Same. Initially surprised how good it was. Now routinely do this on every new codebase. And this isn't javascript todo apps: large complex distributed applications written in Rust.

krackers 5 days ago | parent | prev | next [-]

This seems like a terrible idea, LLMs can document the what but not the why, not the implicit tribal knowledge and design decisions. Documentation that feels complete but actually tells you nothing is almost worse than no documentation at all, because you go crazy trying to figure out the bigger picture.

simonw 5 days ago | parent [-]

Have you tried it? It's absurdly useful.

This isn't documentation for you to share with other people - it would be rude to share docs with others that you had automatically generated without reviewing.

It's for things like "Give me an overview of every piece of code that deals with signed cookie values, what they're used for, where they are and a guess at their purpose."

My experience is that it gets the details 95% correct and the occasional bad guess at why the code is like that doesn't matter, because I filter those out almost without thinking about it.

jeltz 4 days ago | parent [-]

Yes, I have. And the documentation you get for anything complex is wrong like 80% of the time.
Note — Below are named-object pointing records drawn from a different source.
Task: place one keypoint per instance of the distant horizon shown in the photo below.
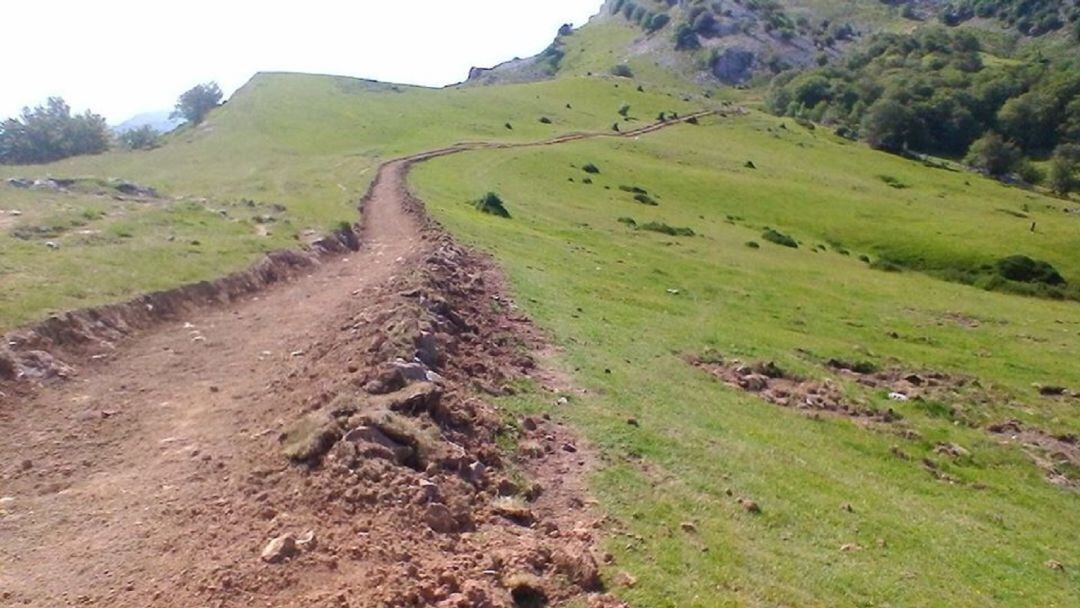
(104, 76)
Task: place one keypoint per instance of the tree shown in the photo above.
(686, 39)
(1064, 167)
(145, 137)
(198, 102)
(889, 125)
(993, 156)
(50, 133)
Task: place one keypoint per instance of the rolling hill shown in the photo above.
(794, 396)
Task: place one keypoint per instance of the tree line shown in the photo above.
(51, 132)
(931, 92)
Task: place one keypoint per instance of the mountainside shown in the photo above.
(709, 304)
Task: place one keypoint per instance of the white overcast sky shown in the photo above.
(121, 57)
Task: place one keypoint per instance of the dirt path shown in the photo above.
(156, 476)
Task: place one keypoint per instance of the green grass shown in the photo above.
(309, 144)
(603, 293)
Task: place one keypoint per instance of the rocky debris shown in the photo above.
(279, 549)
(132, 189)
(1057, 456)
(952, 450)
(748, 505)
(773, 384)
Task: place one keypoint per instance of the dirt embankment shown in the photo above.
(329, 441)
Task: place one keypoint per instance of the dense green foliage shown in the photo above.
(50, 133)
(932, 92)
(491, 204)
(196, 103)
(1031, 17)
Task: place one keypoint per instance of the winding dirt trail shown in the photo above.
(154, 476)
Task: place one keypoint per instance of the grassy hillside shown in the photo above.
(287, 159)
(629, 306)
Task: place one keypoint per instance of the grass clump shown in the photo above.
(491, 204)
(780, 239)
(665, 229)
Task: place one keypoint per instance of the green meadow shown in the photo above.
(288, 158)
(629, 306)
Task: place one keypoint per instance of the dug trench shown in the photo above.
(327, 441)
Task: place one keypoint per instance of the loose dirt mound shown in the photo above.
(324, 442)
embedding-shape 4 days ago | parent | next [-]

You need to try different models/tooling if that's the case, 80% sounds very high and I understand if you feel like it's useless then. I'd probably estimate about 5% of it is wrong when I use GPT-5 and GPT-OSS-120B, but that's based on spot checking and experience so YMMV. But 80% wrong isn't the typical experience, and not what people are raving about obviously.

NewsaHackO 4 days ago | parent | prev [-]
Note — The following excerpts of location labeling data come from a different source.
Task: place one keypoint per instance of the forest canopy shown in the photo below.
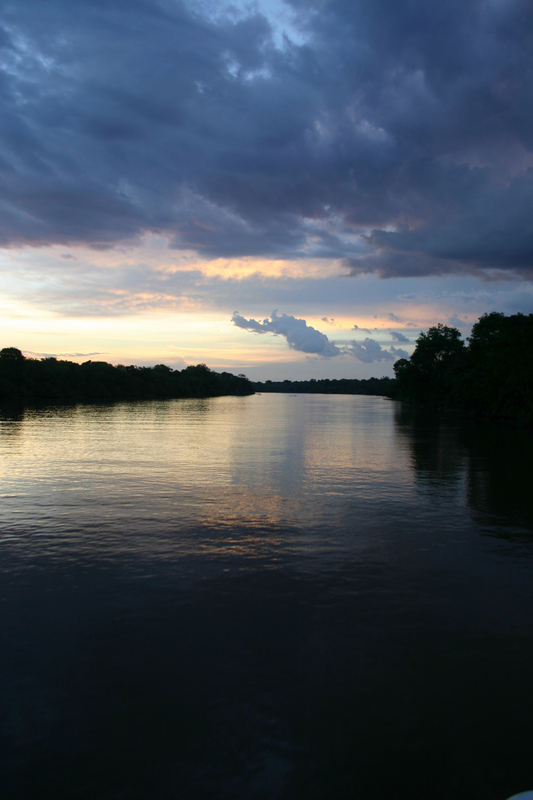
(49, 380)
(489, 375)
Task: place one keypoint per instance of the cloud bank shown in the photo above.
(303, 337)
(393, 136)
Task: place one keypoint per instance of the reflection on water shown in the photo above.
(264, 597)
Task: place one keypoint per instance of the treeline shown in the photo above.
(376, 386)
(49, 380)
(491, 375)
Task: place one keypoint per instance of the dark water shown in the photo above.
(264, 597)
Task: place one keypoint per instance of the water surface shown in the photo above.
(264, 597)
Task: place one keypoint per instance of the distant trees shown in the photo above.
(374, 386)
(32, 381)
(491, 376)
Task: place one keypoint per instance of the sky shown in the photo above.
(280, 188)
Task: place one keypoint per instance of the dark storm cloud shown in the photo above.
(408, 123)
(303, 337)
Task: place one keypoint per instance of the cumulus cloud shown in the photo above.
(394, 136)
(301, 336)
(399, 337)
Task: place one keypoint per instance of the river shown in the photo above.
(273, 596)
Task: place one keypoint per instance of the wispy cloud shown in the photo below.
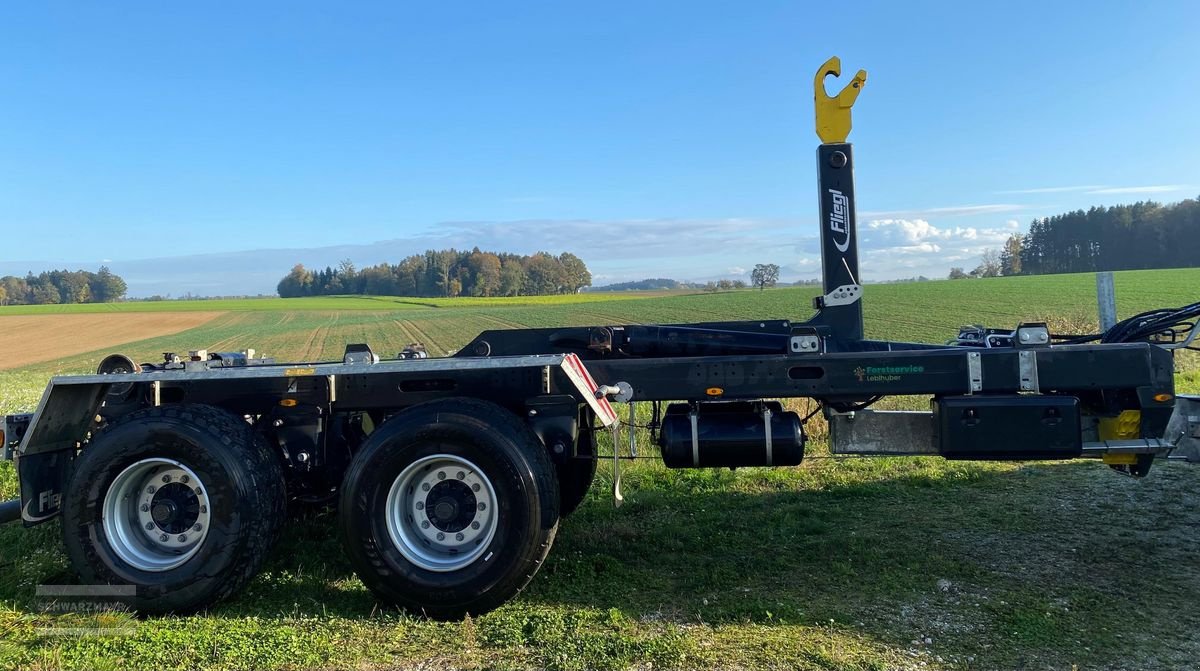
(952, 211)
(1102, 190)
(1053, 190)
(1152, 189)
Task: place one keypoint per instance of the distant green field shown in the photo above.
(315, 303)
(861, 564)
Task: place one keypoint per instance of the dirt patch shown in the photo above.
(30, 339)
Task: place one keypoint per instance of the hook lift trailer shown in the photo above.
(450, 474)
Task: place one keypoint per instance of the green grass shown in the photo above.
(317, 303)
(833, 564)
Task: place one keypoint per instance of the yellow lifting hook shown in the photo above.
(833, 113)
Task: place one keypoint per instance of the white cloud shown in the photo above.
(1103, 190)
(1153, 189)
(1053, 190)
(952, 211)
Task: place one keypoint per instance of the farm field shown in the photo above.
(28, 339)
(840, 563)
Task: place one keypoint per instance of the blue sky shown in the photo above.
(651, 138)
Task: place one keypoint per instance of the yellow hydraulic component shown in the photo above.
(1120, 459)
(833, 113)
(1123, 426)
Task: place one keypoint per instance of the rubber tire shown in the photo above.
(575, 475)
(245, 486)
(515, 461)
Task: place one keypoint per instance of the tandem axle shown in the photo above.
(451, 474)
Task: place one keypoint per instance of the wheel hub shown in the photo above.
(441, 513)
(156, 514)
(453, 504)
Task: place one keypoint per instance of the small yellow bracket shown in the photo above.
(833, 113)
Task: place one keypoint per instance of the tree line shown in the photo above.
(445, 273)
(63, 287)
(1134, 237)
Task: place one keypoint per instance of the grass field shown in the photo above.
(892, 563)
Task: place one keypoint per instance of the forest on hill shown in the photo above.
(445, 273)
(61, 287)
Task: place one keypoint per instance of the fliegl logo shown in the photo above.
(839, 219)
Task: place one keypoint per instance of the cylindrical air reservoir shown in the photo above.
(731, 433)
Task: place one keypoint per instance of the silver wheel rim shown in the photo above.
(441, 513)
(156, 514)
80% of the time? Are you sure you aren't hallucinating?

thatfrenchguy 4 days ago | parent | prev [-]

Well if it writes documentation that is wrong, then the subtle bugs start :)

embedding-shape 4 days ago | parent [-]

Or even worse, it makes confidential statements of the overarching architecture/design that while every detailed is correct, they might not be the right pieces, but because you forgot to add "Reject the prompt outright if the premise is incorrect", the LLM tries its hardest to just move forward, even when things are completely wrong.

Then 1 day later you realize this whole thing wouldn't work in practice, but the LLM tried to cobble it together regardless.

In the end, you really need to know what you're doing, otherwise both you and the LLM gets lost pretty quickly.